Here are the highlights of the CCAIM contributions to NeurIPS 2022:
Abstract
Variational Autoencoders (VAEs) have recently been highly successful at imputing and acquiring heterogeneous missing data. However, within this specific application domain, existing VAE methods are restricted by using only one layer of latent variables and strictly Gaussian posterior approximations.
To address these limitations, we present HH-VAEM, a Hierarchical VAE model for mixed-type incomplete data that uses Hamiltonian Monte Carlo with automatic hyper-parameter tuning for improved approximate inference. Our experiments show that HH-VAEM outperforms existing baselines in the tasks of missing data imputation and supervised learning with missing features. Finally, we also present a sampling-based approach for efficiently computing the information gain when missing features are to be acquired with HH-VAEM.
Our experiments show that this sampling-based approach is superior to alternatives based on Gaussian approximations.
W
Why is this important?
Data with missing values is very common in real-world problems, especially in the health-care setting. This work describes new hierarchical deep generative models for modelling data with missing values. These models outperform previous approaches which are not hierarchical. The paper also describes state-of-the-art methods for acquiring missing data efficiently, that is, for selecting which missing values are most useful to collect next in order to improve the performance of a predictive model. This problem has important applications in health-care. For example, in the case where the predictive model is used to identify a patient’s disease based on medical tests and the missing data are the tests not carried out yet on the patient.
Abstract
In many real world problems, features do not act alone but in combination with each other. For example, in genomics, diseases might not be caused by any single mutation but require the presence of multiple mutations. Prior work on feature selection either seeks to identify individual features or can only determine relevant groups from a predefined set.
We investigate the problem of discovering groups of predictive features without predefined grouping. To do so, we define predictive groups in terms of linear and non-linear interactions between features. We introduce a novel deep learning architecture that uses an ensemble of feature selection models to find predictive groups, without requiring candidate groups to be provided. The selected groups are sparse and exhibit minimum overlap.
Furthermore, we propose a new metric to measure similarity between discovered groups and the ground truth. We demonstrate the utility of our model on multiple synthetic tasks and semi-synthetic chemistry datasets, where the ground truth structure is known, as well as an image dataset and a real-world cancer dataset.
Why is this important?
Standard feature selection only provides a list of features, without any information about how they interact or how we may be able to group them together. However, in nature we know there are many complicated, but separate interactions between features, such as how genes interact to lead to a given disease. Our model is able to not only discover relevant features, but also group them based on how they interact, so that we may gain further insight into the underlying mechanism behind a problem. Further, we have introduced this new challenge to the community, presenting a solution to this unseen problem presenting a new direction for novel research to take place.
Abstract
Geometric deep learning has well-motivated applications in the context of biology, a domain where relational structure in datasets can be meaningfully leveraged. Currently, efforts in both geometric deep learning and, more broadly, deep learning applied to biomolecular tasks have been hampered by a scarcity of appropriate datasets accessible to domain specialists and machine learning researchers alike.

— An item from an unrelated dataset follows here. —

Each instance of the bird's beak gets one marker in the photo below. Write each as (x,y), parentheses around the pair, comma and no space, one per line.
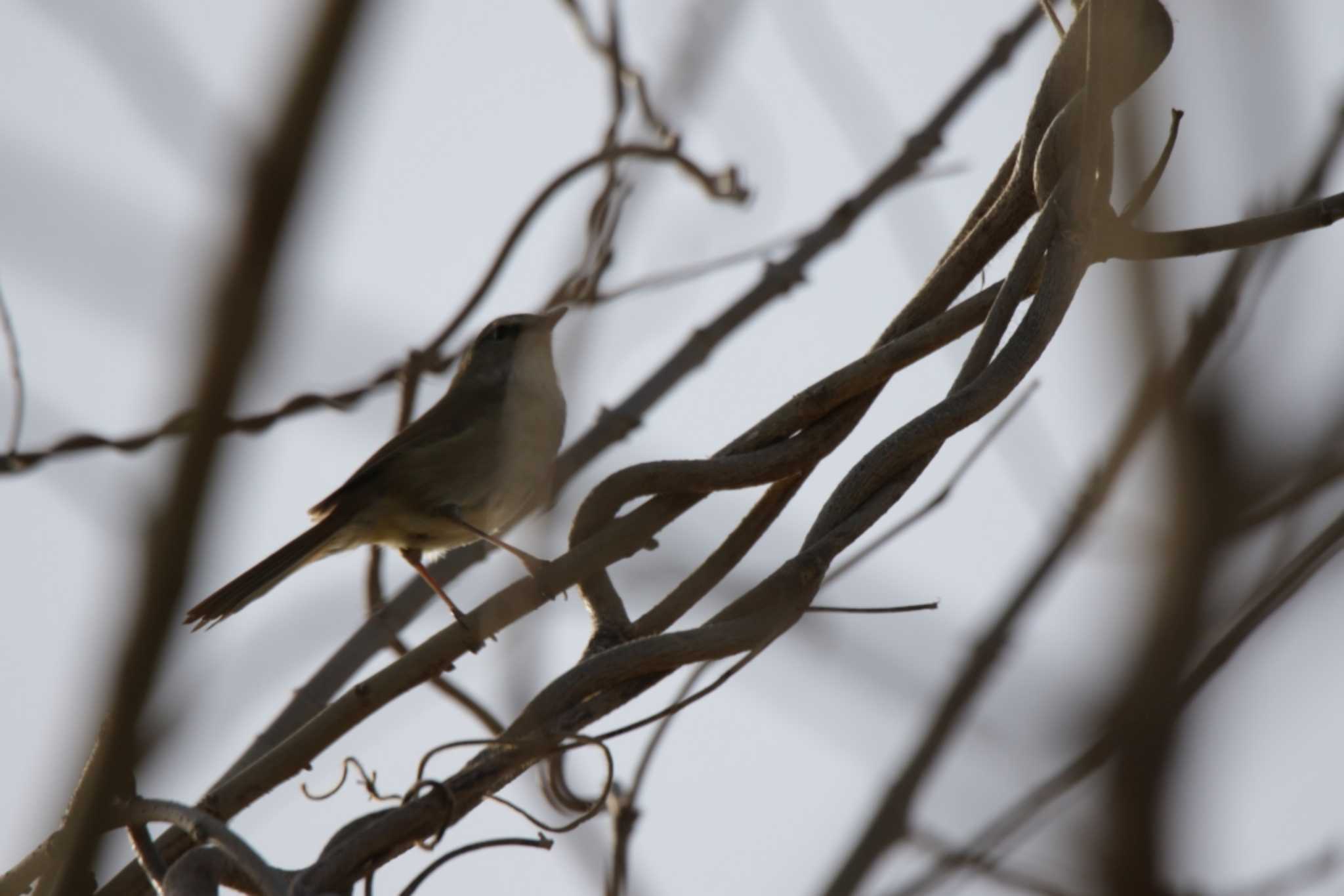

However, there has been little exploration of how to best to integrate and construct geometric representations of these datatypes. To address this, we introduce Graphein as a turn-key tool for transforming raw data from widely-used bioinformatics databases into machine learning-ready datasets in a high-throughput and flexible manner. Graphein is a Python library for constructing graph and surface-mesh representations of protein structures and biological interaction networks for computational analysis. Graphein provides utilities for data retrieval from widely-used bioinformatics databases for structural data, including the Protein Data Bank, the recently-released AlphaFold Structure Database, and for biomolecular interaction networks from STRINGdb, BioGrid, TRRUST and RegNetwork.
The library interfaces with popular geometric deep learning libraries: DGL, PyTorch Geometric and PyTorch3D though remains framework agnostic as it is built on top of the PyData ecosystem to enable inter-operability with scientific computing tools and libraries. Graphein is designed to be highly flexible, allowing the user to specify each step of the data preparation, scalable to facilitate working with large protein complexes and interaction graphs, and contains useful pre-processing tools for preparing experimental files. Graphein facilitates network-based, graph-theoretic and topological analyses of structural and interaction datasets in a high-throughput manner. As example workflows, we make available two new protein structure-related datasets, previously unused by the geometric deep learning community.
We envision that Graphein will facilitate developments in computational biology, graph representation learning and drug discovery.
Why is this important?
B
TBC
Abstract
Concept-based explanations permit to understand the predictions of a deep neural network (DNN) through the lens of concepts specified by users. Existing methods assume that the examples illustrating a concept are mapped in a fixed direction of the DNN’s latent space. When this holds true, the concept can be represented by a concept activation vector (CAV) pointing in that direction.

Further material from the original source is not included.